ECE2017 Eposter Presentations: Thyroid Thyroid (non-cancer) (260 abstracts)
1Trakya University, Medical Faculty, Department of Internal Medicine, Edirne, Turkey; 2Trakya University, Medical Faculty, Department of Endocrinology and Metabolism, Edirne, Turkey; 3Trakya University, Medical Faculty, Department of Pathology, Edirne, Turkey; 4Trakya University, Medical Faculty, Department of Surgery, Edirne, Turkey; 5Trakya University, Medical Faculty, Department of Nuclear Medicine, Edirne, Turkey.
Aim: ATA guideline recommends complementary thyroidectomy after thyroid lobectomy in case of tumor diameter>1 cm, in the presence of metastatic tumor, invasion, history of radiation therapy, familial history of thyroid cancer, multifocal or agressive variant tumor.
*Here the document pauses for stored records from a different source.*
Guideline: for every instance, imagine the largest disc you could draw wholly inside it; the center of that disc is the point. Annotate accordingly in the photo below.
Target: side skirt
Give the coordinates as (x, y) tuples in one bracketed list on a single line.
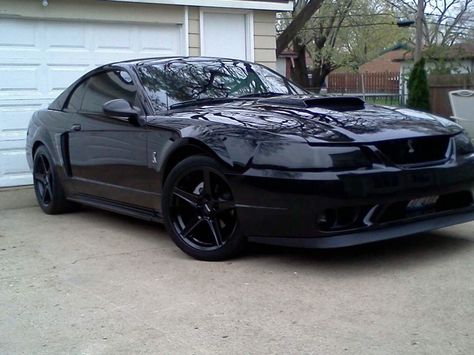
[(146, 214)]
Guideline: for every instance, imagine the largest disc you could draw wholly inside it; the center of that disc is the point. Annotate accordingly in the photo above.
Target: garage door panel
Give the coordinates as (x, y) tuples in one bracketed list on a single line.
[(26, 38), (56, 40), (39, 59), (19, 80), (113, 37), (61, 76)]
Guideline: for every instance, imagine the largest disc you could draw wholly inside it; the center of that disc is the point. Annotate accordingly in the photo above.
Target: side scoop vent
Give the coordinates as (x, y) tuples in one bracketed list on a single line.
[(334, 103)]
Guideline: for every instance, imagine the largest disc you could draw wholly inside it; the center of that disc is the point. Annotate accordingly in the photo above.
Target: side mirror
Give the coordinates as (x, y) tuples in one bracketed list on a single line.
[(121, 109)]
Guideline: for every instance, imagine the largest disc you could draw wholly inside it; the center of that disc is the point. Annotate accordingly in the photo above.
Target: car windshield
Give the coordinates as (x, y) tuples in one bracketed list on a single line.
[(178, 82)]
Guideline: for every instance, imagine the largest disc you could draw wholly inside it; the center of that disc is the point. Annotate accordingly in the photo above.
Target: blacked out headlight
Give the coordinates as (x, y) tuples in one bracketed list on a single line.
[(463, 144), (300, 156)]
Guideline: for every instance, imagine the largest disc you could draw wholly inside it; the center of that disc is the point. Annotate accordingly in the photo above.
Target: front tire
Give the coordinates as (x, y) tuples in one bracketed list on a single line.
[(199, 210), (48, 188)]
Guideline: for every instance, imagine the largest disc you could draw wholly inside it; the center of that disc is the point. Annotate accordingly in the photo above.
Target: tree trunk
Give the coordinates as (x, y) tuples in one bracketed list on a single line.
[(319, 76), (299, 73), (285, 38)]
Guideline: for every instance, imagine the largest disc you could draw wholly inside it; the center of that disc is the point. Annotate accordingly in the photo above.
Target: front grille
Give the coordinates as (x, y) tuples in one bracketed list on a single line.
[(415, 150), (447, 202)]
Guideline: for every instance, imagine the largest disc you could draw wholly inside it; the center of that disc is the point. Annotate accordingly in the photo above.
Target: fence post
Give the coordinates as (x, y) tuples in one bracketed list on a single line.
[(363, 85)]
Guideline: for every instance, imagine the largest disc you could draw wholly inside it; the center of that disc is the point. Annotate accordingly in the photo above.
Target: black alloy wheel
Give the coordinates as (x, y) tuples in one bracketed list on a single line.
[(48, 188), (200, 212)]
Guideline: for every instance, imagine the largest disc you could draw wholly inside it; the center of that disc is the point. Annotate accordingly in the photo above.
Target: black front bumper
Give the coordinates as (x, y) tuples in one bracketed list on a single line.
[(282, 207)]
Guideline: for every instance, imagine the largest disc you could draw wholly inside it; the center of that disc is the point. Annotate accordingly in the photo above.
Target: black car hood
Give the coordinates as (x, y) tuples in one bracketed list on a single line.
[(317, 124)]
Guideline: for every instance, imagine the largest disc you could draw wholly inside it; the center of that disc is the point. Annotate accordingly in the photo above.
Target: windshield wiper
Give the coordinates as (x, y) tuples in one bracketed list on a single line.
[(262, 94), (204, 100)]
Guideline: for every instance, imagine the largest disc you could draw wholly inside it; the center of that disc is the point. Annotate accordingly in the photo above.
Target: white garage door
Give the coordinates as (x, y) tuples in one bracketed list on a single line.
[(233, 42), (39, 59)]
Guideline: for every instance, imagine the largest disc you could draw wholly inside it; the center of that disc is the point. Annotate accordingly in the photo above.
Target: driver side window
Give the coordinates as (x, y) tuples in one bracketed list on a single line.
[(106, 86)]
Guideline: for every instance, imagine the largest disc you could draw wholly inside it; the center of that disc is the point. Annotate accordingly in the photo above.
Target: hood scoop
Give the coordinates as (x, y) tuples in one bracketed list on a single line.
[(334, 103)]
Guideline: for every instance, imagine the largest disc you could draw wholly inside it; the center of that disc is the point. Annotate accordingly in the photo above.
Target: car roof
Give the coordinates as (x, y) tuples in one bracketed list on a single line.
[(163, 60)]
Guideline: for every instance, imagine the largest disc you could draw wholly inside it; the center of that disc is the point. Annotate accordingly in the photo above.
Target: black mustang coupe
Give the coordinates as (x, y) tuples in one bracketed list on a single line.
[(226, 151)]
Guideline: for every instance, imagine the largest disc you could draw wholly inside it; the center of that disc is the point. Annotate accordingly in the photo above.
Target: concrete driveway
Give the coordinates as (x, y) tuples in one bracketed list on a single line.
[(94, 282)]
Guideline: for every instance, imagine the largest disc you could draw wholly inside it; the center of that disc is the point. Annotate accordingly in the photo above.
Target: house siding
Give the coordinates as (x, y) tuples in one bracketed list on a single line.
[(93, 11), (265, 38), (193, 31)]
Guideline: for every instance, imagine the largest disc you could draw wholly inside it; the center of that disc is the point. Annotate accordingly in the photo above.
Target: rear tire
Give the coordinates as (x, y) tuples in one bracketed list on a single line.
[(48, 187), (199, 210)]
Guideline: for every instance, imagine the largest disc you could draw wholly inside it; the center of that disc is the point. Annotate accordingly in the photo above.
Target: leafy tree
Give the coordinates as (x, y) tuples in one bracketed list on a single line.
[(418, 91), (342, 34), (445, 21)]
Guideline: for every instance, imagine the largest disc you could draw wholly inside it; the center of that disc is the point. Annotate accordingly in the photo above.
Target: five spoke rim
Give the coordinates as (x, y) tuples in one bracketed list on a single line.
[(202, 209)]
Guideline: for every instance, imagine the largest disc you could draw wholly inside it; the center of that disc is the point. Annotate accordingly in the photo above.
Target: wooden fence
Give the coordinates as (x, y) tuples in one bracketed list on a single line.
[(441, 85), (363, 83)]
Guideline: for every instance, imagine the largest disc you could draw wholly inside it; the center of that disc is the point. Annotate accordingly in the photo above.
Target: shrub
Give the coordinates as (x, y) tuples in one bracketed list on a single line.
[(418, 91)]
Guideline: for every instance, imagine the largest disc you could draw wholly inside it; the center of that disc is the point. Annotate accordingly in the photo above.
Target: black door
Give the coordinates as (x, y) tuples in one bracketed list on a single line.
[(108, 156)]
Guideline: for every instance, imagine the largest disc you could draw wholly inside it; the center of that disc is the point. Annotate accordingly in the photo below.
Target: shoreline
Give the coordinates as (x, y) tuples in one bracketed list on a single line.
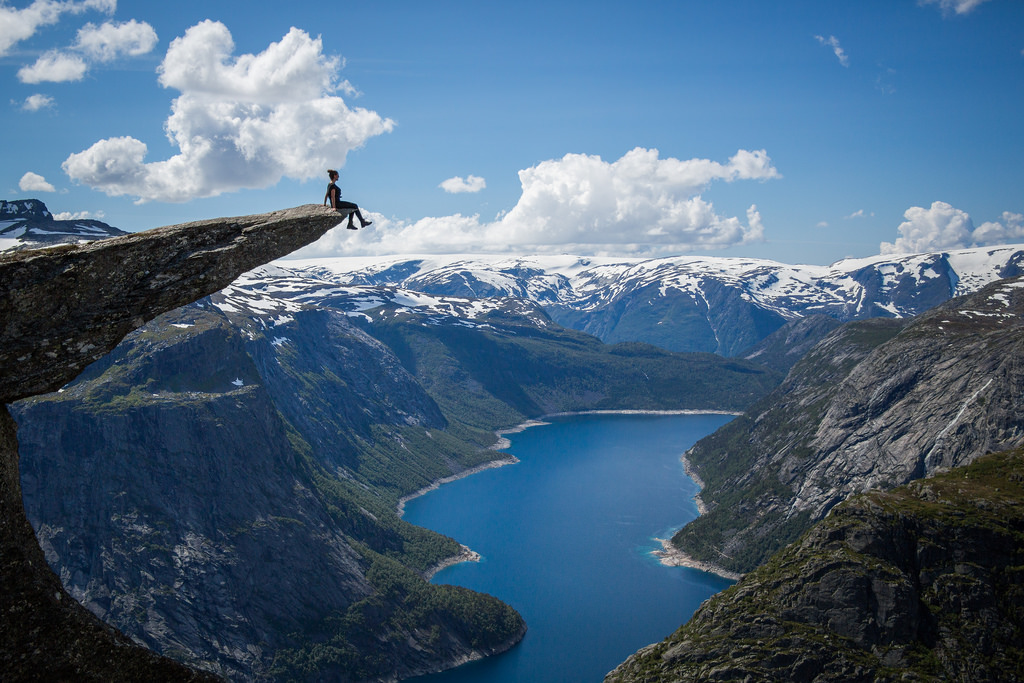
[(465, 555), (491, 464), (669, 555), (673, 557), (691, 473)]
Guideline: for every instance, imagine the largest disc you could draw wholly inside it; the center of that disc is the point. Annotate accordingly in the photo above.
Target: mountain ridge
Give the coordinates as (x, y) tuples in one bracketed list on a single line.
[(876, 404), (686, 303)]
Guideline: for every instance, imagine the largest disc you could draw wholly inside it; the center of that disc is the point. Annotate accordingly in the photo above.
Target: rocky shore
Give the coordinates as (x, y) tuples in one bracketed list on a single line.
[(673, 557)]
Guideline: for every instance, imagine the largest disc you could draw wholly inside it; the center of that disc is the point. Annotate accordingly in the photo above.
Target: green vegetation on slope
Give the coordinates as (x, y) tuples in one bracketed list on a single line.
[(919, 584)]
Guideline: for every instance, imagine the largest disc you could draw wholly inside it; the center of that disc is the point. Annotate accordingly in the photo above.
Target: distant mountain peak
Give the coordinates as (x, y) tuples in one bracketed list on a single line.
[(29, 224)]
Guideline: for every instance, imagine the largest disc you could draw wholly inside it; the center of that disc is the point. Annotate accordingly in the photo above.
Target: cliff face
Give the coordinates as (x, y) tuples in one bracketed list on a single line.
[(875, 404), (60, 309), (222, 485), (923, 583), (207, 516)]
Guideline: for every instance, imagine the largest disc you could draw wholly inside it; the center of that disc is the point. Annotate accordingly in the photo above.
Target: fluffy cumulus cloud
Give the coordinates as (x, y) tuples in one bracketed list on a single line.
[(471, 183), (19, 25), (957, 6), (241, 122), (79, 215), (833, 42), (94, 44), (943, 227), (33, 182), (640, 204), (37, 101), (109, 41), (54, 67)]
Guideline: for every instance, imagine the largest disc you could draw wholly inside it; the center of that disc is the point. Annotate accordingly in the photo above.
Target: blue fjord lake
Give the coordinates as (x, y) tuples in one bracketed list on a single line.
[(566, 537)]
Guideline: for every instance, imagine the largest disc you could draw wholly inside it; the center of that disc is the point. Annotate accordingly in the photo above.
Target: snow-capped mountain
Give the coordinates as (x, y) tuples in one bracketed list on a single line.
[(28, 224), (685, 303)]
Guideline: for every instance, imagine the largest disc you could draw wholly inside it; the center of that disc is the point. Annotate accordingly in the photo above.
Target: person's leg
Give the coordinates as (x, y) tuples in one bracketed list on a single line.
[(350, 209)]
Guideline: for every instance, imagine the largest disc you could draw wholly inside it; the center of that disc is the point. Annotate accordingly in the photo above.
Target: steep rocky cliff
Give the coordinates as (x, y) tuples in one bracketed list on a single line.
[(240, 461), (876, 404), (60, 309), (692, 303), (923, 583)]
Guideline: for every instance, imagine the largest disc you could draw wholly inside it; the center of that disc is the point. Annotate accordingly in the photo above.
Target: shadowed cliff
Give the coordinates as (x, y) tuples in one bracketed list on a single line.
[(60, 309)]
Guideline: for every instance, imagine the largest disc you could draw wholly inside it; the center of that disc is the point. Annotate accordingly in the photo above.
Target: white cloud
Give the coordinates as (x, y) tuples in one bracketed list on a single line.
[(993, 232), (107, 42), (19, 25), (33, 182), (958, 6), (581, 204), (78, 215), (53, 67), (240, 122), (471, 183), (942, 227), (833, 42), (37, 101)]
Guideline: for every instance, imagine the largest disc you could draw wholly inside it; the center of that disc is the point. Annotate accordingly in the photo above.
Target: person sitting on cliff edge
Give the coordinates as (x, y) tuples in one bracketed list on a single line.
[(334, 198)]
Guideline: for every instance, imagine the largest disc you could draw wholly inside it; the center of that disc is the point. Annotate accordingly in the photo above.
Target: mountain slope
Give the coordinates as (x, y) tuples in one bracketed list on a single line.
[(28, 224), (923, 583), (60, 309), (876, 404), (720, 305), (242, 459)]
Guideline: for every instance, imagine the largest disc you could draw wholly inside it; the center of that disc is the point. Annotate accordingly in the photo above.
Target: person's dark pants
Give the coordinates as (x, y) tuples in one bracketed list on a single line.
[(351, 209)]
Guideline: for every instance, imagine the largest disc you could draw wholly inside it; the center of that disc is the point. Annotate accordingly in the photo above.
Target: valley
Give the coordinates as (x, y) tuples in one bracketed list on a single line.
[(223, 485)]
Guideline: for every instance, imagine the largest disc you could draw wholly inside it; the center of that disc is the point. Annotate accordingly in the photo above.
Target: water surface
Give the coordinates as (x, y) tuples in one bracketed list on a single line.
[(566, 536)]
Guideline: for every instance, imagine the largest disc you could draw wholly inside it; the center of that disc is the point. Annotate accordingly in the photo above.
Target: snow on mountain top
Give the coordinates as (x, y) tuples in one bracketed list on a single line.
[(273, 290)]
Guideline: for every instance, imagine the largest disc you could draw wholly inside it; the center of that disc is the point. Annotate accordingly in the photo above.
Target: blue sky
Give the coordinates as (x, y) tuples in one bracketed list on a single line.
[(798, 131)]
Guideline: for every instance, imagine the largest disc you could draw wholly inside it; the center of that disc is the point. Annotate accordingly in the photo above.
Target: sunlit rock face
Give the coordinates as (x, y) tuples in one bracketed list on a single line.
[(60, 309)]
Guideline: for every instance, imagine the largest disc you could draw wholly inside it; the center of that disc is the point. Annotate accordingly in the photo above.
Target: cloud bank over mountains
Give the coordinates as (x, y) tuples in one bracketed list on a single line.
[(241, 122), (583, 204), (942, 226)]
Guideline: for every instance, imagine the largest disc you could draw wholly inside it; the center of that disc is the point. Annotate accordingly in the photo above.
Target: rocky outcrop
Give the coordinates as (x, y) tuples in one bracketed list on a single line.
[(60, 309), (923, 583), (876, 404)]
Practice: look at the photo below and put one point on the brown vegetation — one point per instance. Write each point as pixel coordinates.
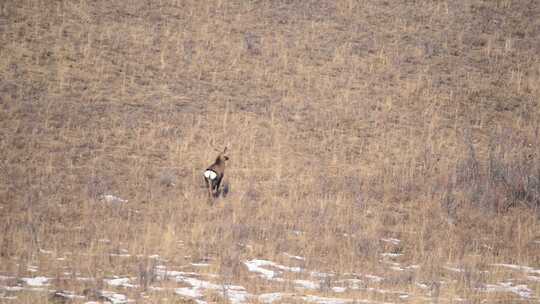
(351, 122)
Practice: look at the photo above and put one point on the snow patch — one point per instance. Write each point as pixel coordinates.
(521, 290)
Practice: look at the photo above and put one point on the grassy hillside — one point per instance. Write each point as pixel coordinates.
(394, 139)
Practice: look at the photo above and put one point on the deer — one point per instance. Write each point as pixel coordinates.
(213, 175)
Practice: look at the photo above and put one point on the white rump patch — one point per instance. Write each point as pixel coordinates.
(210, 174)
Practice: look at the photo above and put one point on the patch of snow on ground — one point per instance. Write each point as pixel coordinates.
(272, 297)
(295, 257)
(200, 264)
(307, 284)
(521, 290)
(234, 293)
(67, 295)
(120, 282)
(323, 300)
(374, 278)
(526, 269)
(256, 266)
(189, 292)
(114, 298)
(36, 281)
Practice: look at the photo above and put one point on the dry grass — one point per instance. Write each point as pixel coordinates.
(347, 121)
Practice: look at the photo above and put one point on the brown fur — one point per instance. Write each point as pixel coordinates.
(219, 168)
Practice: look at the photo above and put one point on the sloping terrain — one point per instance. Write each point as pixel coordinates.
(390, 146)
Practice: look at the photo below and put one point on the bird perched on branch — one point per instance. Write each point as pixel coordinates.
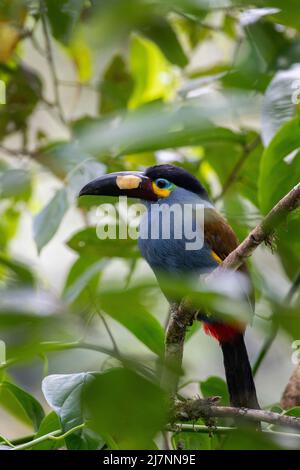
(170, 185)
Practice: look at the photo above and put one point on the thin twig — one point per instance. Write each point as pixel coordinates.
(184, 315)
(51, 61)
(191, 410)
(274, 330)
(262, 232)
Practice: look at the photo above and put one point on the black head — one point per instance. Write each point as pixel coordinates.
(177, 176)
(154, 183)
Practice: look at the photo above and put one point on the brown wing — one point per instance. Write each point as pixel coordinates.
(222, 240)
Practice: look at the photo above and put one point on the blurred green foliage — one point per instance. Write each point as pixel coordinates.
(156, 97)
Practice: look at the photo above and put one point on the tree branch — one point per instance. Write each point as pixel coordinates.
(262, 231)
(191, 410)
(183, 315)
(51, 61)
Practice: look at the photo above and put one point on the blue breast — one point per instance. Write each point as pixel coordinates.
(171, 255)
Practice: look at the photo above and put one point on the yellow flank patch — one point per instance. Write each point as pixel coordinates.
(216, 257)
(160, 192)
(128, 181)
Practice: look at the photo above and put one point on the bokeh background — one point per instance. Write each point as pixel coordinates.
(94, 87)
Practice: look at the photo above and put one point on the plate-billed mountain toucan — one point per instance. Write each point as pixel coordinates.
(173, 185)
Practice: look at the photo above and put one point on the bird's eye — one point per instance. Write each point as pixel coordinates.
(162, 183)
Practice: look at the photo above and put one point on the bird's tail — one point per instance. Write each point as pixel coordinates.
(238, 373)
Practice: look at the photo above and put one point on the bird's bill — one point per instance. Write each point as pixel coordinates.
(123, 183)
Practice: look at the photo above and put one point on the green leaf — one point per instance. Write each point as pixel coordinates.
(280, 101)
(280, 168)
(293, 412)
(49, 424)
(62, 158)
(87, 440)
(29, 404)
(153, 127)
(161, 32)
(15, 183)
(63, 15)
(23, 92)
(84, 280)
(64, 394)
(279, 173)
(86, 242)
(215, 387)
(192, 441)
(153, 77)
(116, 86)
(47, 222)
(126, 409)
(127, 308)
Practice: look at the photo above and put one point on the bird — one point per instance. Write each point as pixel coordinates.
(170, 185)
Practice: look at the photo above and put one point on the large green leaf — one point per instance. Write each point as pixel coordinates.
(280, 101)
(29, 404)
(279, 173)
(161, 32)
(280, 169)
(86, 242)
(215, 386)
(153, 76)
(115, 87)
(126, 409)
(83, 281)
(46, 223)
(64, 393)
(63, 15)
(192, 441)
(155, 127)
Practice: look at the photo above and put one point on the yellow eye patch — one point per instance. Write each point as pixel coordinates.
(216, 257)
(161, 192)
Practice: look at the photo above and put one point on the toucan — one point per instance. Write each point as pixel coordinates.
(169, 184)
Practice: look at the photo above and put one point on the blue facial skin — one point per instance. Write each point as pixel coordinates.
(170, 256)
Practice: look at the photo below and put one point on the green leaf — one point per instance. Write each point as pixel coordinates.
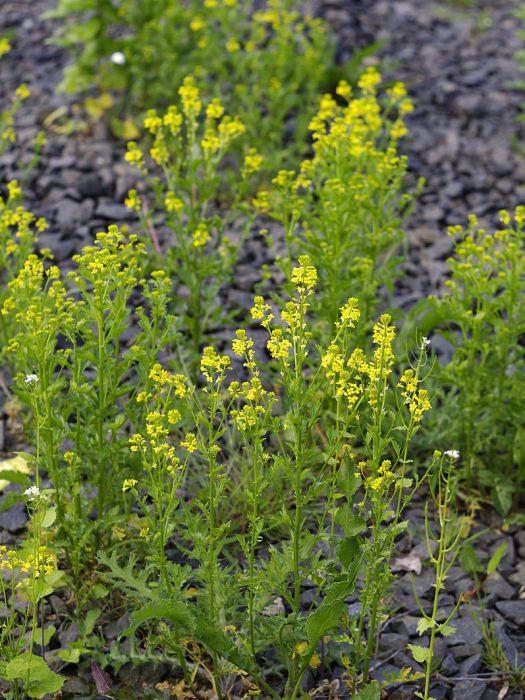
(420, 654)
(496, 558)
(42, 680)
(329, 612)
(424, 624)
(502, 495)
(369, 692)
(469, 559)
(173, 610)
(352, 524)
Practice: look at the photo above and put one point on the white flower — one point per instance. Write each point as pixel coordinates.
(118, 58)
(32, 493)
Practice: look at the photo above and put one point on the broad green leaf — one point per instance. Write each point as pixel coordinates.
(347, 549)
(352, 524)
(424, 624)
(329, 612)
(369, 692)
(14, 470)
(496, 558)
(173, 610)
(42, 680)
(13, 477)
(420, 654)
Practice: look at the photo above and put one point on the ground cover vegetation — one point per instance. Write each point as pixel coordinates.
(203, 487)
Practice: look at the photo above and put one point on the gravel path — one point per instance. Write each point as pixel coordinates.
(464, 140)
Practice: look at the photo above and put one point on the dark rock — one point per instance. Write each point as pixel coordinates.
(514, 611)
(14, 519)
(113, 212)
(470, 666)
(496, 584)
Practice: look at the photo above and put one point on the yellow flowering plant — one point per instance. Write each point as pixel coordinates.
(188, 144)
(28, 575)
(74, 374)
(344, 206)
(267, 64)
(333, 476)
(19, 231)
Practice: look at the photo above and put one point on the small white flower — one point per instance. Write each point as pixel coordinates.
(32, 493)
(118, 58)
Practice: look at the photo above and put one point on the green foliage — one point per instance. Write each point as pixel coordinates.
(268, 65)
(188, 145)
(482, 315)
(344, 207)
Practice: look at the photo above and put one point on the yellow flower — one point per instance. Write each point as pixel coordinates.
(14, 190)
(369, 80)
(197, 24)
(212, 362)
(304, 276)
(350, 312)
(190, 97)
(5, 46)
(214, 110)
(200, 236)
(134, 155)
(128, 484)
(133, 201)
(22, 92)
(260, 311)
(252, 161)
(190, 443)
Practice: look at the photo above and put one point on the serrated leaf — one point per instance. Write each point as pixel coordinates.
(496, 558)
(424, 624)
(42, 680)
(420, 654)
(371, 691)
(49, 517)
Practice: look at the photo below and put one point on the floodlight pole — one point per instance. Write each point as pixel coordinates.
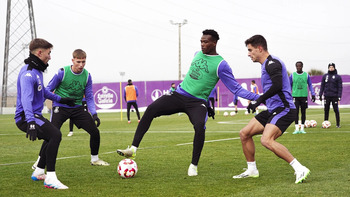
(120, 95)
(179, 26)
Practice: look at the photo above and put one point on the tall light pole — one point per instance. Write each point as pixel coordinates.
(184, 22)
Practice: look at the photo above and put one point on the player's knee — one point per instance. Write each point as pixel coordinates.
(199, 126)
(244, 134)
(57, 137)
(265, 142)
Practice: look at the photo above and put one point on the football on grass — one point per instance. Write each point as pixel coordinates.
(307, 123)
(313, 123)
(127, 168)
(326, 124)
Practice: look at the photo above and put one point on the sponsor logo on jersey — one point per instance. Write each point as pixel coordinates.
(105, 98)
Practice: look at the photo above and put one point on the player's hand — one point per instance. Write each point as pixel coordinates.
(98, 122)
(32, 130)
(253, 105)
(211, 112)
(68, 101)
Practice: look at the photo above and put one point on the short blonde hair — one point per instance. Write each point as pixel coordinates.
(79, 53)
(38, 43)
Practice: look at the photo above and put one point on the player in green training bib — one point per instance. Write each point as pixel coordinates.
(191, 97)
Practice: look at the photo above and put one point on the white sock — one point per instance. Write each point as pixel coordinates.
(297, 127)
(94, 158)
(251, 165)
(51, 176)
(38, 171)
(134, 148)
(296, 165)
(193, 166)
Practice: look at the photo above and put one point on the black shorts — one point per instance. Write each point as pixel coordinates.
(281, 117)
(80, 117)
(300, 102)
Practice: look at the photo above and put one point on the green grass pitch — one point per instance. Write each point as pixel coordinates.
(165, 154)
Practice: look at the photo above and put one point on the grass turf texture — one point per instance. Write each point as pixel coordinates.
(165, 154)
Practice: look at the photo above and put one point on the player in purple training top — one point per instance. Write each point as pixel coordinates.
(31, 95)
(279, 115)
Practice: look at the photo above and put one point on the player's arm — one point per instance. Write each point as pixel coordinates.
(27, 95)
(89, 96)
(291, 81)
(137, 92)
(310, 85)
(226, 76)
(275, 72)
(322, 86)
(124, 93)
(340, 87)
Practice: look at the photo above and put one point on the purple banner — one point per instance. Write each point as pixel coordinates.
(107, 96)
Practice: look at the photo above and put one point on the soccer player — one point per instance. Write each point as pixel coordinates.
(253, 88)
(172, 88)
(299, 81)
(71, 123)
(130, 96)
(279, 115)
(332, 87)
(191, 97)
(75, 81)
(31, 95)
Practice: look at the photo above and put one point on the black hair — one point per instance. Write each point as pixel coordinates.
(331, 64)
(257, 40)
(213, 34)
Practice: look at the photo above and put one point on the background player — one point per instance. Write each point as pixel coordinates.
(75, 81)
(299, 81)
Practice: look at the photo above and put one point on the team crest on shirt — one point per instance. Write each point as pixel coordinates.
(197, 67)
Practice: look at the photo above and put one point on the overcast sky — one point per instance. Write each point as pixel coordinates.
(136, 37)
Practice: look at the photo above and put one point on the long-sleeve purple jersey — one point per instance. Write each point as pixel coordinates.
(271, 68)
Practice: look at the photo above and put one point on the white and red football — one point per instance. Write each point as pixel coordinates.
(127, 168)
In this study, we aimed to evaluate the relationship between the necessity of complementary thyroidectomy and post-surgery clinical, radiologic and histopathologic results in the patients who underwent complementary thyroidectomy for papillary thyroid cancer (PTC).
Method: We retrospectively evaluated the data of 110 patients who had undergone complementary thyroidectomy following lobectomy and been followed-up by our department between January 2010 and January 2017. 67 of these patients had unifocal and 43 had multifocal PTC. The relationship between demographic data, histopathologic results, BRAF mutation status and complementary thyroidectomy was evaluated.
Results: Among 110 patients, 85 (77.2%) were female and 25 (22.8%) were male. The mean age of the subjects was 47.8±12.3 years. Following complementary surgery, 70 (63.6%) of the patients were found to have benign pathology and 40 (36.4%) were found to have PTC on controlateral lobe. Parameters such as gender, age, hormonal status, presence of Hashimoto disease, tumoral variant, lymphocytic thyroiditis, tumor localisation, tumoral focality, number of tumoral foci, perineural invasion, capsular invasion, lymphovascular invasion, extrathyroidal extension, lymph node metastasis and BRAFV600E mutation status were found to be insignificant for complementray thyroidectomy.
Conclusion: We suggest that unifocality or multifocality of single lobe tumor is not determinative for complementary surgery during initial operation. However, long-term follow-up data is required to determine the effect complementary thyroidectomy on prognosis and mortality.